Реминисценции из Достоевского можно продолжить: «Бобок» — если не посмертное, то разложение во всяком случае. Все обнажились и заголились. Но здесь нужно помнить все коннотации слова «разложение»: не только моральный или физиологический термин, но и прием кубистической живописи. Разложение в этом смысле равнозначно редукции. Постмодернизм как демократия редуцирует, а не сублимирует. Человек здесь (не универсально, а эмпирически) конкретен, отнюдь не «целостен». Почесывания в демократии уважаются как всякая данность, как «мультикультурализм» Но мультикультурализм и есть отсутствие культуры как (универсальной) нормы.
«Универсально» в нынешнем человеке его природное, космическое начало. Здесь мы коснулись уже темы современной квазигуманитарной науки, какой-нибудь структурной антропологии. Она уничтожает человека как «я», человек оказывается случайной точкой пересечения космических стихий. Структурная антропология это сегодняшний дарвинизм, она производит человека не от обезьяны, а от индейца, у индейцев же нет «я», субъекта. Та же установка в психологии Юнга. Даже субъективист Фрейд писал о «фикции я». Но это научно-обобщенная интерпретация человека, а массовый, то есть демократический, то есть подлинный, постмодернизм берет человека в его эмпирически конкретной данности, как «это», принимая его временность, условность, случайность в качестве не подлежащей обсуждению ценности. Ценность человека определяется фактом его эмпирического существования, и демократия не считает себя вправе предъявлять ему дальнейшие — культурные — требования, вырабатывать в нем нормальное, нормативное «я». Фактичность и есть ценность, это данное, а не заданное, наличествующее, а не долженствующее быть. Задание демократии как культуры оказывается чисто количественным — физическое приращение, возрастание бытия, «восстание масс».

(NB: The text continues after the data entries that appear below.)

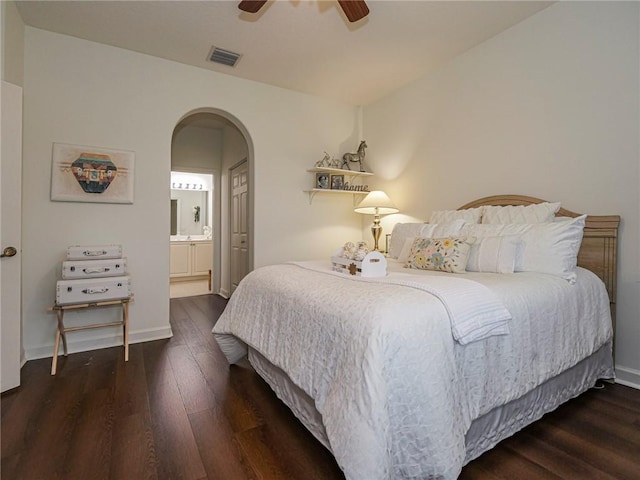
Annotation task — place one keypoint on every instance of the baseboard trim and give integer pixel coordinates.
(96, 343)
(628, 376)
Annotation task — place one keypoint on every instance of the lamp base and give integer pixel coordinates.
(376, 231)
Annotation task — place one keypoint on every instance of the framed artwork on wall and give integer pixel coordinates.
(322, 180)
(80, 173)
(337, 182)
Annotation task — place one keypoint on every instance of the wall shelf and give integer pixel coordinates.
(350, 174)
(356, 194)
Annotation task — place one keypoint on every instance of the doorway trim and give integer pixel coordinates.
(221, 225)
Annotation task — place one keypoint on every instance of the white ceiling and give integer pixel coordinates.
(303, 45)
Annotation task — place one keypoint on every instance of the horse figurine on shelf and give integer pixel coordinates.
(354, 157)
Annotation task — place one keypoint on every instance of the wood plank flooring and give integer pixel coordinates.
(176, 410)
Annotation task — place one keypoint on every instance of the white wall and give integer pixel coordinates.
(12, 43)
(548, 108)
(81, 92)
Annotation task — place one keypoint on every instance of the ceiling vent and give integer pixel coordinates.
(225, 57)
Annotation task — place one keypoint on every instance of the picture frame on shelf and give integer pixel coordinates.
(337, 182)
(323, 181)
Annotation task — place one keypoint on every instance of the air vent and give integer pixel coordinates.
(225, 57)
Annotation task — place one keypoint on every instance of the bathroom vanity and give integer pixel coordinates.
(191, 257)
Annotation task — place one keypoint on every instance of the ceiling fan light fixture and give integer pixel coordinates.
(224, 57)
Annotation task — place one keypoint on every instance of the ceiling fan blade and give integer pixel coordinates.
(354, 9)
(251, 6)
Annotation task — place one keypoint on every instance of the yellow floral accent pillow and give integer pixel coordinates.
(449, 254)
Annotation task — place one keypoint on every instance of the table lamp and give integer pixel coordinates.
(376, 203)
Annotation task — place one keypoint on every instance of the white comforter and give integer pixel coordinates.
(396, 392)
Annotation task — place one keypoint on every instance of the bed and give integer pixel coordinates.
(415, 374)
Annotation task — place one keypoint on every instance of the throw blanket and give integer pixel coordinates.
(474, 311)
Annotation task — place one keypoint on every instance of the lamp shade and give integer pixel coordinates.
(376, 203)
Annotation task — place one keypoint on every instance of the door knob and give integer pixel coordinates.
(8, 252)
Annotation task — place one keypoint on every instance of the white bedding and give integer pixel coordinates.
(396, 392)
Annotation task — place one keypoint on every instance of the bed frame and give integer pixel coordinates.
(599, 249)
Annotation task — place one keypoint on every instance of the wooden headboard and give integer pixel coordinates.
(599, 249)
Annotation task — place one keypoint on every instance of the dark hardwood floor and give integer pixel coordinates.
(176, 410)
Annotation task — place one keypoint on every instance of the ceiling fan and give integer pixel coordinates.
(353, 9)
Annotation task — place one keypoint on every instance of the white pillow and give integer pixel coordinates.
(406, 250)
(536, 213)
(400, 232)
(441, 230)
(552, 248)
(544, 247)
(469, 215)
(493, 254)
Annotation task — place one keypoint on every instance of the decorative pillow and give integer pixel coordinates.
(493, 254)
(400, 232)
(469, 215)
(536, 213)
(544, 247)
(442, 254)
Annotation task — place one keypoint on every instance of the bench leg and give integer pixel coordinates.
(54, 361)
(125, 329)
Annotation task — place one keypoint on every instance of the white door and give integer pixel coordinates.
(10, 233)
(239, 265)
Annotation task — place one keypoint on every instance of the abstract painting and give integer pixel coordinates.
(91, 174)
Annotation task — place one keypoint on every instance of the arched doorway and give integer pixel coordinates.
(214, 140)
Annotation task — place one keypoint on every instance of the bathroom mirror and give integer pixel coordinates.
(189, 212)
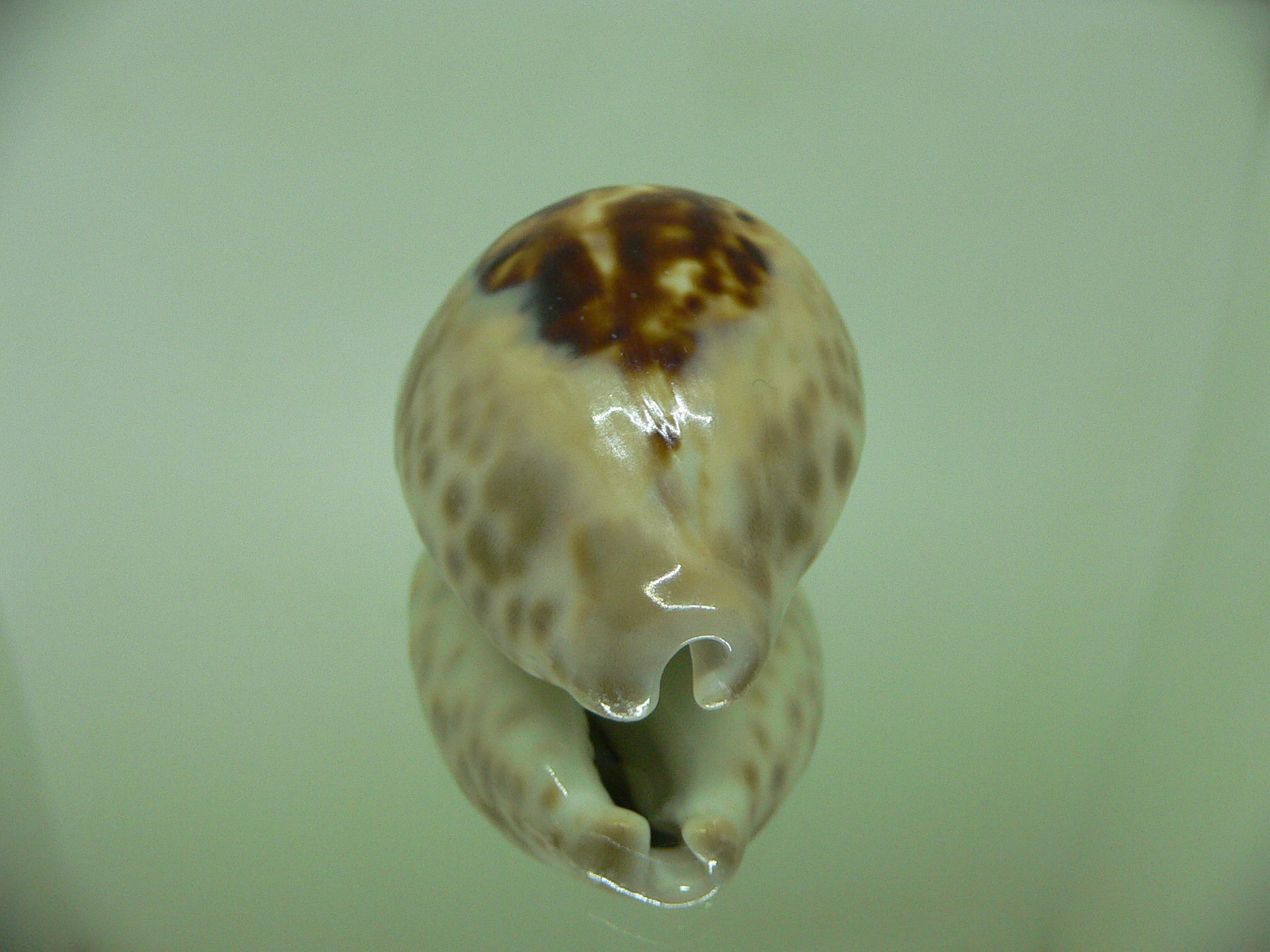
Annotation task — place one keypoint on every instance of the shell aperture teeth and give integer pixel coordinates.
(625, 434)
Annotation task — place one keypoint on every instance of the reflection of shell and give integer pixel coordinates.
(627, 431)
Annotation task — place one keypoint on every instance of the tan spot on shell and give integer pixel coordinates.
(798, 527)
(809, 480)
(454, 502)
(842, 461)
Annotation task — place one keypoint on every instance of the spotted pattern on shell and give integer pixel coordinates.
(697, 787)
(624, 437)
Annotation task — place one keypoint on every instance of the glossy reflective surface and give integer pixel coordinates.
(624, 437)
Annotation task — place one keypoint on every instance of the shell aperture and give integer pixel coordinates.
(627, 431)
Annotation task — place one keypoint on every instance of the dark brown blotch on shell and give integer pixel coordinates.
(627, 312)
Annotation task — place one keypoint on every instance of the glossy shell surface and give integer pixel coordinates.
(626, 432)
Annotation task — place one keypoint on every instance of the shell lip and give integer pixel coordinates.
(721, 674)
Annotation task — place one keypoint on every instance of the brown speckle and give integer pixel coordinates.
(798, 527)
(627, 311)
(809, 480)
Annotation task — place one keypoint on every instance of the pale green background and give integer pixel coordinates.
(1046, 618)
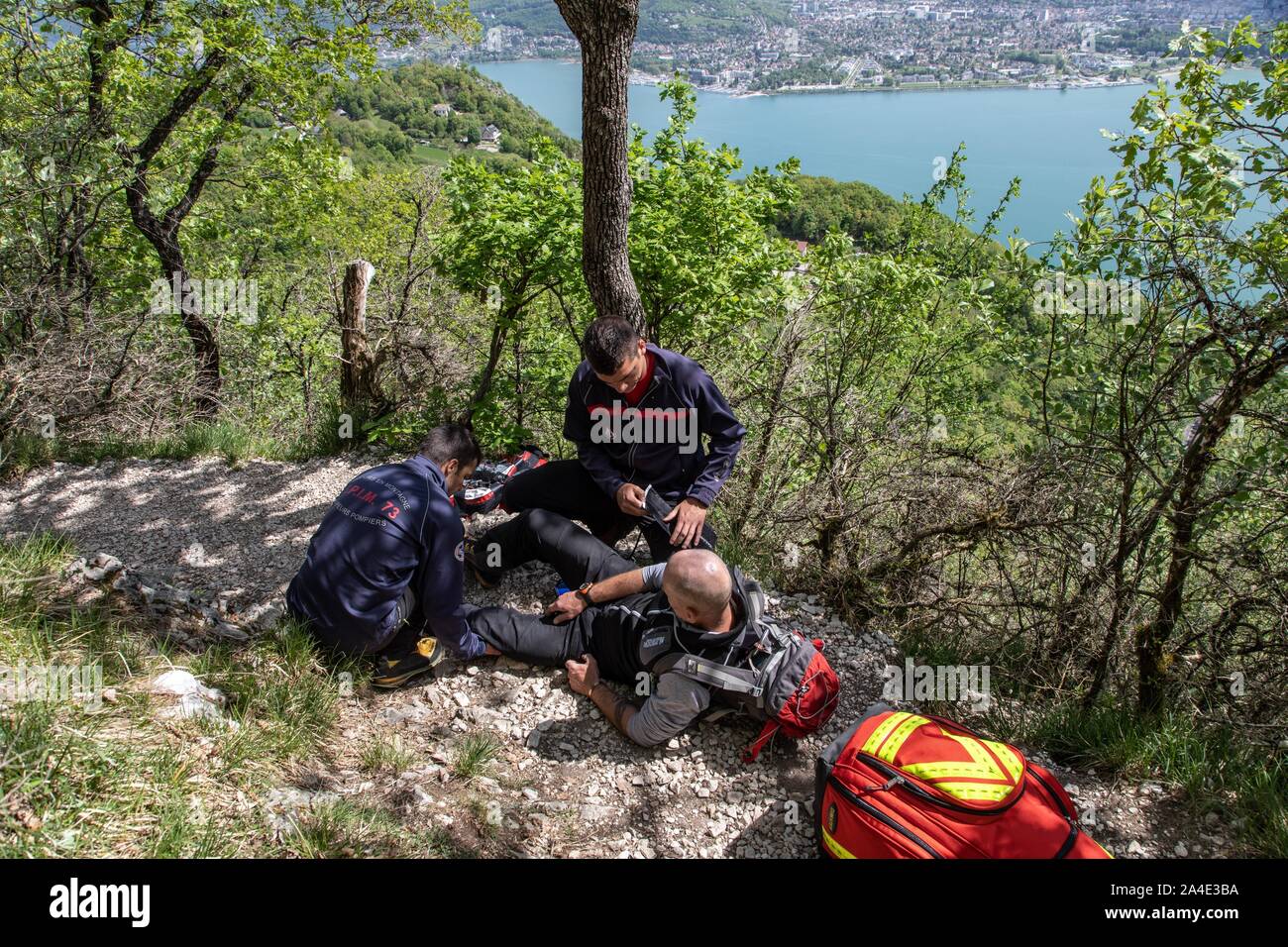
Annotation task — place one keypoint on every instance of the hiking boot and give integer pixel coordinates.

При этом, однако, выясняется, что физический человек демократии, обнажаясь и заголяясь, отнюдь не «разлагается» в моральном смысле, что это как раз живой человек, а не труп «Бобка». Не произошло ничего страшного, все остались живы, лицо человека не редуцировано его детородными органами, страхи Достоевского были иллюзорны: совсем не обязательно умереть, чтобы говорить о «последнем». Жизнь, наоборот, обрела некую необходимую физиологическую глубину, вроде той, что демонстрировал Ганс Касторп Клавдии Шоша на рождественском вечере в Берггофе. Жизнь «остранилась» — и стала ощутимее. Для этого нынешнему человеку, в отличие от Касторпа, не надо даже переходить на французский язык. Язык вообще подменяется элементарным жестом, хватательным движением руки, как у Гегеля в том же примере. Это и есть победа визуального начала над словесным в постмодернизме.